Don't ignore any 1099s, especially if you rent out your winter home on a site like Airbnb when you're not around. You're not the only one getting them. "When they issue that to you, they also issue one to the IRS," Greene-Lewis says. If you rent your home for more than 14 days during the year, you have to report that money as rental income.

The same goes for 1099-K forms. These are issued to merchants who receive payments processed through third-party networks (think Square or Paypal), and you might be surprised who the IRS puts in that category. For instance, do you ferry vacationers to and from the airport as an Uber driver during the winter? If you run up more than 200 trips or $20,000 in fares, surprise, you're classified a merchant for tax purposes. Depending on the details, this could be a factor in determining your state of residency, which could hurt you if you winter in a high-tax state like California.

How Many Homes You Own

If you own two homes, you can deduct mortgage interest from both your primary and secondary residences — but there is an overall cap of $1 million on deductible mortgage debt, and $100,000 cap on what the IRS calls "home equity indebtedness." While this obviously won't apply to everybody, Cohen says people can get tripped up when they don't keep track of the total. "A lot of times people deduct too much mortgage interest and the IRS looks at that," he says.

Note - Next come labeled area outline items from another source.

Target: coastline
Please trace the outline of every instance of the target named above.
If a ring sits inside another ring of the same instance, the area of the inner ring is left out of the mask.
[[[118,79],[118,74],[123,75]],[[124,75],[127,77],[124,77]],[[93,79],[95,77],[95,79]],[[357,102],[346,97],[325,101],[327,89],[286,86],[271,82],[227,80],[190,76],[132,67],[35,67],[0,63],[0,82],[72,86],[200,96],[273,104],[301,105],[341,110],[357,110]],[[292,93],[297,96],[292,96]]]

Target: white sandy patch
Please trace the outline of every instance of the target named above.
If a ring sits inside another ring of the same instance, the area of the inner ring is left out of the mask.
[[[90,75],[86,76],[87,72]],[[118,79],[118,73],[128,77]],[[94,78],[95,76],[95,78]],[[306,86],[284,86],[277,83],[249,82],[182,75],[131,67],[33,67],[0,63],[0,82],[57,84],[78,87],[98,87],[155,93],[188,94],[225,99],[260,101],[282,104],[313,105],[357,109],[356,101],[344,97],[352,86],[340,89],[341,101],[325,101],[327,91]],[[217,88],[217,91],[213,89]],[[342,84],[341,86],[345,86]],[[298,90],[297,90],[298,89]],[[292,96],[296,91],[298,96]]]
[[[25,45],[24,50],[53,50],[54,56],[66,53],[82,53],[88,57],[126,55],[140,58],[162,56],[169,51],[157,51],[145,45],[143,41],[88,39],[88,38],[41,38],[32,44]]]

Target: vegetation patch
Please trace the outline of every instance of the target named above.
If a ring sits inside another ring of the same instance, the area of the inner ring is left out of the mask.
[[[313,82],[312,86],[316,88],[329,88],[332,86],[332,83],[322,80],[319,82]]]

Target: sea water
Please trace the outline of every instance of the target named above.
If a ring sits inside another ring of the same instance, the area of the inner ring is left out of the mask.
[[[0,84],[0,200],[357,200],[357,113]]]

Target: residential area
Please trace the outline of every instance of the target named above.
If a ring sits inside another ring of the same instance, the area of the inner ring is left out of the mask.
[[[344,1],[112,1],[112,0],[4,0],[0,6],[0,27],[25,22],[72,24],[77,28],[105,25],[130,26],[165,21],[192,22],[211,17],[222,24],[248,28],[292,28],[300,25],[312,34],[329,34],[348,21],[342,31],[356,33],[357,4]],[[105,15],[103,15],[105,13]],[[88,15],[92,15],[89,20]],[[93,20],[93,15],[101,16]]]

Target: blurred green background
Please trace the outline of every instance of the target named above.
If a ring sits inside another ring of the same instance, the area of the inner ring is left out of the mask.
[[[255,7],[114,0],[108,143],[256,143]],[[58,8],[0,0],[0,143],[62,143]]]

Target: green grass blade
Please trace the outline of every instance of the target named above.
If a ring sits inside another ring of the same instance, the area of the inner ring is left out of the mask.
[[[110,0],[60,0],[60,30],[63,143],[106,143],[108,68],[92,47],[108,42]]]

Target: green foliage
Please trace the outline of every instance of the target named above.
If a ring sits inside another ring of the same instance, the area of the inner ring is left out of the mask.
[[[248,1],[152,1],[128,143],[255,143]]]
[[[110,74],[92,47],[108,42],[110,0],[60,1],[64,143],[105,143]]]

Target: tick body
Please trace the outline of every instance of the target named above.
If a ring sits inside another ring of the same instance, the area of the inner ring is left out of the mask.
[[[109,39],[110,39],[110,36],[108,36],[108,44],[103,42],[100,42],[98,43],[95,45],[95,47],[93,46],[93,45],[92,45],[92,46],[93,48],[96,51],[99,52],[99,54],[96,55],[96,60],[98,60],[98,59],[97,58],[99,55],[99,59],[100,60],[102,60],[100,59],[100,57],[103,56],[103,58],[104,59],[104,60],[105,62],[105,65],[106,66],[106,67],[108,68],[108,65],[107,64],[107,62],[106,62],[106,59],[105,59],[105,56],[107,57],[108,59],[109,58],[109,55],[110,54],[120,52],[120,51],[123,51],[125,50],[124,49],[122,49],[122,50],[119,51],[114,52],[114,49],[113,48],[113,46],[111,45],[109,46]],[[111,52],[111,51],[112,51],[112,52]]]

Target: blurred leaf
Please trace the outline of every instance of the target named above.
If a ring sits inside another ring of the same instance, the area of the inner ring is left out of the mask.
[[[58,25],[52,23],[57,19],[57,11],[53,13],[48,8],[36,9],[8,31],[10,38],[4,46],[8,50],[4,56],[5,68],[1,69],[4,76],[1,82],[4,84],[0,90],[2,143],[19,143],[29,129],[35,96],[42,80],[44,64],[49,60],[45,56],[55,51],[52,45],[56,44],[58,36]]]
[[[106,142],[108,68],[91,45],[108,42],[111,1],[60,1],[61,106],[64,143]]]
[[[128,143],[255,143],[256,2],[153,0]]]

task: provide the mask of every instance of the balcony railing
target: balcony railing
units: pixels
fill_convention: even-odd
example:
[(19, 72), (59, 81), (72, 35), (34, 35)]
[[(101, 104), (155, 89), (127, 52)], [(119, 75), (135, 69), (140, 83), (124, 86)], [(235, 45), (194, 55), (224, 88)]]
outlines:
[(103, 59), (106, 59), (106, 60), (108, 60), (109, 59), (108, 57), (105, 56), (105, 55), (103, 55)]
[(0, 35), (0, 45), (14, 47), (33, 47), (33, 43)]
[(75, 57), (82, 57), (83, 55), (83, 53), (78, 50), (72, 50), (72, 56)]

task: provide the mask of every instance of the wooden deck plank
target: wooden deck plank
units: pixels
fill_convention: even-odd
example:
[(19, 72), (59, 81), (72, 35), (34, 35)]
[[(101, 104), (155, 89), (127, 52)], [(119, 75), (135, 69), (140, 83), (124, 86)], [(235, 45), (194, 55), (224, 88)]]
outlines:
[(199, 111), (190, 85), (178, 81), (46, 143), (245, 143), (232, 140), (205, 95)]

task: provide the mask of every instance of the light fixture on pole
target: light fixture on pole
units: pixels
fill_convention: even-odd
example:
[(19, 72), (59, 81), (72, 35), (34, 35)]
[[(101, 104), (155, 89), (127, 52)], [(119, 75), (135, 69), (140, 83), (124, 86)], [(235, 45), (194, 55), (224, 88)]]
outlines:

Things are different if you rent your home for more than two weeks over the course of the year. For tax purposes, this makes you a landlord — a part-time one, anyway — and that has tax implications. "The good news is you can deduct expenses," Greene-Lewis says, even though you'll have to report the rental income. "On a rental, you can get deductions for maintenance and repairs, whereas on your personal residence you can't deduct those things." You can also claim up to $25,000 in losses, she says. How much you can deduct in expenses and in mortgage interest depends on what percentage of the time you live in the home versus renting it out. Run the numbers and figure out which way you come out ahead if you're considering renting out your winter home — and yes, as noted above, this includes listing it on a "sharing economy" site like Airbnb.